Surging Power And Searing Heat Maxing Grid

Todd Moses
July 2, 2024

Authorities are warning of extreme health and wildfire risks across California this week.

Inputs that matter: "This is just a long-duration heat event that will provide little to no overnight [temperature] relief," said Antoinette Serrato, a National Weather Service meteorologist in Hanford, Calif.

  • She said that the heat wave is expected to bring dangerous temperatures through the Fourth of July holiday and into early next week in many areas, particularly across Northern California, the Central Valley, and southwestern deserts.
  • "This will be a statewide heat event, and it may last quite a long time — beginning July 1 and perhaps not meaningfully receding until July 8 [or] 9 (or even later in some spots)," UCLA climate scientist Daniel Swain wrote in a blog post-Sunday.

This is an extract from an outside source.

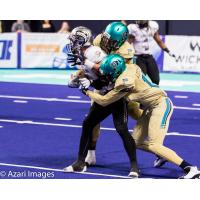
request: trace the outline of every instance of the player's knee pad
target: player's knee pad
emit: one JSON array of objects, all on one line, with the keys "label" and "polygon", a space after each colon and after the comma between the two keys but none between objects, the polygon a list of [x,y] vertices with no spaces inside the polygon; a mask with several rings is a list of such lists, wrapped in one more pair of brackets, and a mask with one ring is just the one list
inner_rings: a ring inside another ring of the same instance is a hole
[{"label": "player's knee pad", "polygon": [[98,140],[98,137],[100,135],[100,124],[96,125],[92,132],[92,141],[96,142]]}]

The opportunity: Pacific Gas & Electric Co., the state's largest utility, announced that power cuts were likely for Tuesday and Wednesday in some Northern California counties "due to high winds and dry conditions," part of its safety shutoff program that aims to reduce the chance for accidental fire ignitions.

  • "Right now, it has the potential to affect 12,000 customers in eight counties and two tribal areas," said Denny Boyles, a PG&E spokesperson.
  • "A combination of strong wind, low relative humidity, and hot temperatures can contribute to extreme fire behavior," the National Weather Service wrote in its red flag warning for the Sacramento Valley and North Bay interior mountains, lasting from Monday night through Wednesday.

Zoom in: The state of Texas plans to double a state fund for expanding the power grid, as electricity demand is expected to nearly double over the next six years.

  • Gov. Greg Abbott and Lt. Gov. Dan Patrick announced Monday that the state will seek to boost the Texas Energy Fund from $5 billion to $10 billion.
  • The announcement comes soon after a new prediction by the state's primary grid operator that said electricity needs will surge in the coming years.
  • The Electric Reliability Council of Texas estimated that by 2030, the state's main power grid would have to supply nearly double the current amount of power.

Between the lines: If we continue on our current course, energy demand in the U.S. will exceed supply in just a few years.

  • Grid operators, including PJM, the nation's largest, began sounding the alarm more than a year ago.
  • Meanwhile, the Clean Power Plan 2.0 requires existing coal-fired and new baseload natural gas-fired power plants to eliminate virtually all carbon emissions by 2032.
  • If a plant cannot comply with these requirements, it must shut down.

Follow the money: In Europe, Siemens Energy plans to recruit more than 10,000 employees as it invests 1.2 billion euros ($1.29 billion) in its electricity grid business over the next six years amid a surge in demand for power, a company executive said on Tuesday.

  • "In the next 15 years, we will see global investments in the grid as large as those made in the last 150 years," said Tim Holt, head of Grid Technologies.
  • "We want to participate in this boom," he said.